Take this first example step by step by using the transitions on the slide. Since you just simplified `10^3` in the warm up, ask students again what it simplified to. Then students just need to multiply `5` by `1,000` to see that `5 \cdot 10^3` is `5,000`.

Take this opportunity to show students that since we’re multiplying by powers of `10`, we can use place value to get to the answer more quickly. Start by asking students, “since the power of `10` we’re multiplying by has a positive exponent, which direction should we move the decimal?” The key is for students to recognize that a positive exponent will make the coefficient larger, so we need to move the decimal point to the right. 

Example with a negative exponent

This next example has a negative exponent. You’ll want to carry over the thinking from the previous problem with moving the decimal point. Ask students, “since the power of `10` has a negative exponent, which direction do you think we’ll move the decimal point in `8.2`?” The key is for students to recognize that this would make `8.2` smaller, so we need to move the decimal to the left.

Key concepts of scientific notation

Typically, it’s easier for students to convert from scientific notation to standard form, since they’re really just multiplying! So up until this point, we haven’t pointed out what the key ideas are behind scientific notation. Show the next slide and point out the key points while they write this in their notebooks. 

You’ll want to highlight the following ideas:

• The coefficient is always between `1` and `10`. This includes `1` but does not include `10`.
  The base is always `10`, since in scientific notation, we’re always multiplying by a power of `10`.
• The exponent is always an integer. This tells us whether the value of the number is big or small, which helps us determine which direction to move the decimal. It also tells us how many places to move the decimal.

Determining if a number is in scientific notation

For the next slide, let students work together to determine whether each value is written in scientific notation or not. Once students are done, go over each one as a class. Ask for volunteers to come up to the board to explain whether the value is written in scientific notation or not and if not, why not!

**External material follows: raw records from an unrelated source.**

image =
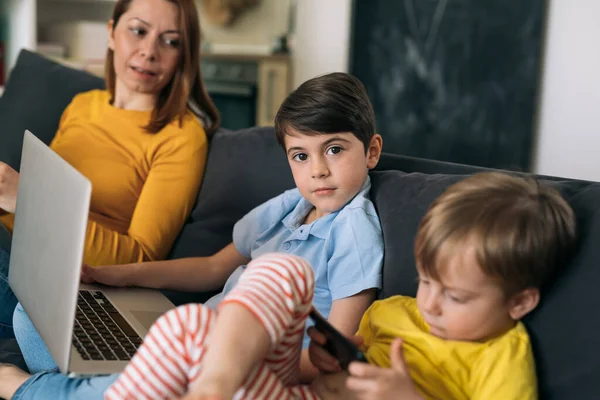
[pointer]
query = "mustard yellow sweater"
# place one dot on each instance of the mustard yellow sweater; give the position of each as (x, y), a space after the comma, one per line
(143, 185)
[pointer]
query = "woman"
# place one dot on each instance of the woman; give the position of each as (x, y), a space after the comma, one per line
(139, 142)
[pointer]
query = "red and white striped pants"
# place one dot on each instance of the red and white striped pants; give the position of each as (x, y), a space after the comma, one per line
(277, 289)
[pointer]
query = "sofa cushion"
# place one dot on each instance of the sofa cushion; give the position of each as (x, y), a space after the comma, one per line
(36, 95)
(564, 328)
(245, 168)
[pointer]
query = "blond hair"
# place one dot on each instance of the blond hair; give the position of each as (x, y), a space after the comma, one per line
(523, 231)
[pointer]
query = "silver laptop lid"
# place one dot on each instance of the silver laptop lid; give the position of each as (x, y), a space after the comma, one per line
(47, 246)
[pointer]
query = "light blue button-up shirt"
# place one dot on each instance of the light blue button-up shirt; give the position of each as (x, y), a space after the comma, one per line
(345, 248)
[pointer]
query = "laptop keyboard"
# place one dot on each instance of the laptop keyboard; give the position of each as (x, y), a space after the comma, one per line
(101, 332)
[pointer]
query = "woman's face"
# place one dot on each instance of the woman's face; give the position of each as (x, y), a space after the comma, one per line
(146, 46)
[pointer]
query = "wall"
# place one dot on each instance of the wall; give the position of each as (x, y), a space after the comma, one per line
(322, 41)
(257, 26)
(569, 129)
(21, 30)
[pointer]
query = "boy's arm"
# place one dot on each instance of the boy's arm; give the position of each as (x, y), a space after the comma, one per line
(186, 274)
(505, 371)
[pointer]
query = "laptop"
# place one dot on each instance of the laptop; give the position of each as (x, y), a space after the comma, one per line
(88, 329)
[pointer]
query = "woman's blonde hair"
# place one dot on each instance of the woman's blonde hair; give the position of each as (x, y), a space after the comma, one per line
(186, 85)
(523, 231)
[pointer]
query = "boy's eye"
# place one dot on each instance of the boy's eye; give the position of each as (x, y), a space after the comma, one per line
(456, 299)
(138, 31)
(334, 150)
(300, 157)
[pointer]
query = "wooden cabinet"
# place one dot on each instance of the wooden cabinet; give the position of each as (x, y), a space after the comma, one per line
(273, 87)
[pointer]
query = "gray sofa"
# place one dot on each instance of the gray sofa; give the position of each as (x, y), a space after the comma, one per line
(247, 167)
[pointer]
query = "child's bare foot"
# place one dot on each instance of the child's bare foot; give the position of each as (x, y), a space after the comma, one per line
(11, 378)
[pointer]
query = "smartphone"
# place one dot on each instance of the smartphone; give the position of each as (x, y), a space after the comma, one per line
(337, 344)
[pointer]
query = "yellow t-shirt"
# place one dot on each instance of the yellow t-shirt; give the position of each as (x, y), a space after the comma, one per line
(143, 184)
(502, 368)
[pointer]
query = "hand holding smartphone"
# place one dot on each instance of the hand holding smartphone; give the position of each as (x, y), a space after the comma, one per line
(337, 344)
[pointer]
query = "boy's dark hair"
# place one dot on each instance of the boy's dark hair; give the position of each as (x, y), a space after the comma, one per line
(523, 232)
(332, 103)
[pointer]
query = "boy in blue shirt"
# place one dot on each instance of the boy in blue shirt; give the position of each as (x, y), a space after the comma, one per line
(327, 129)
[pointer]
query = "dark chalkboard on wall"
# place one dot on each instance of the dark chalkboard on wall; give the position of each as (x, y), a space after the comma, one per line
(452, 80)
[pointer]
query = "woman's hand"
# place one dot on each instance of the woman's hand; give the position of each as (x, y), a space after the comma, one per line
(9, 182)
(110, 275)
(320, 357)
(370, 382)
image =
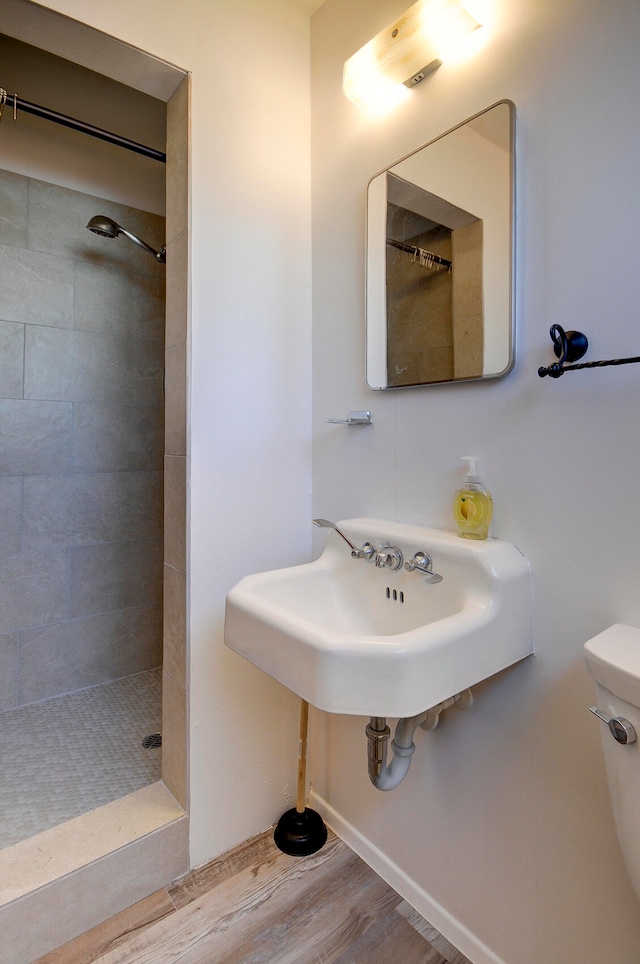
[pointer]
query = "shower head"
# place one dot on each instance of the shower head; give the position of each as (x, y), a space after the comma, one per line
(107, 228)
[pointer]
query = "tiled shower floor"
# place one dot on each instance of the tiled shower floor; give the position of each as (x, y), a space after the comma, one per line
(73, 753)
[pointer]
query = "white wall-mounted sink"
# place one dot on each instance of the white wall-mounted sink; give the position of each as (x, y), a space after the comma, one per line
(352, 638)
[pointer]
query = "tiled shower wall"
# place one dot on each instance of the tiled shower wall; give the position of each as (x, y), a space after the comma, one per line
(81, 443)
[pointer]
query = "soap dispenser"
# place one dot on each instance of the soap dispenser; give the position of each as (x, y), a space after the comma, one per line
(472, 505)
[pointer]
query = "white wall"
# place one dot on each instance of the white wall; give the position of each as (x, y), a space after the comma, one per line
(249, 401)
(504, 820)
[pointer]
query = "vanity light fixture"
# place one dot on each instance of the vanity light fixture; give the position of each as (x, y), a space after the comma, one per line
(402, 54)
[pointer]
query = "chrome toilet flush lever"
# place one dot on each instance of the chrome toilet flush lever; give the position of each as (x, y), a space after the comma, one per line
(421, 562)
(621, 729)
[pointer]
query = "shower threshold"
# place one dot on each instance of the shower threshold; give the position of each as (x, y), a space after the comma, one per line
(72, 754)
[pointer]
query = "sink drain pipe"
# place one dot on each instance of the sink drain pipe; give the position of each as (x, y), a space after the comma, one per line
(389, 777)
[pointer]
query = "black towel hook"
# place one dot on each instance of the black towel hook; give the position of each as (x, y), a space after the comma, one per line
(569, 346)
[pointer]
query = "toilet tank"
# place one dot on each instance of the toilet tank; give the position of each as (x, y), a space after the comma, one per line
(613, 660)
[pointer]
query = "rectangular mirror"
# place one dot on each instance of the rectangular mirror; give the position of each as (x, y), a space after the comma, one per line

Try an example converting to scientific notation

Now we’ll want to convert a number in standard form into scientific notation. I like to start by asking students where the decimal point would be and drawing that in. Then, tell students we’re going to move the decimal point until it’s in a place where the number would be between `1` and `10`. So in this case, we’ll move the decimal point `4` places to the left, making the coefficient `4.5`.

Next is determining the exponent. I try not to focus on “rules” like “moving left means the exponent is positive” because this confuses students when converting back and forth. Rather, I ask students to think about if the value of the number is greater than the coefficient. Since `45,000` is a large number it is definitely greater than `4.5`, so we should write a positive exponent. Since we moved the decimal point `4` times, the exponent will be positive `4`. 

Example less than 1

Follow a similar process with this example. Start moving the decimal point until the number is between `1` and `10`. Then, determine if the exponent will be positive or negative. Since `0.0000821` is smaller than `8.21`, we’ll write a positive exponent. Since we move the decimal `5` times, the exponent will be positive `5`.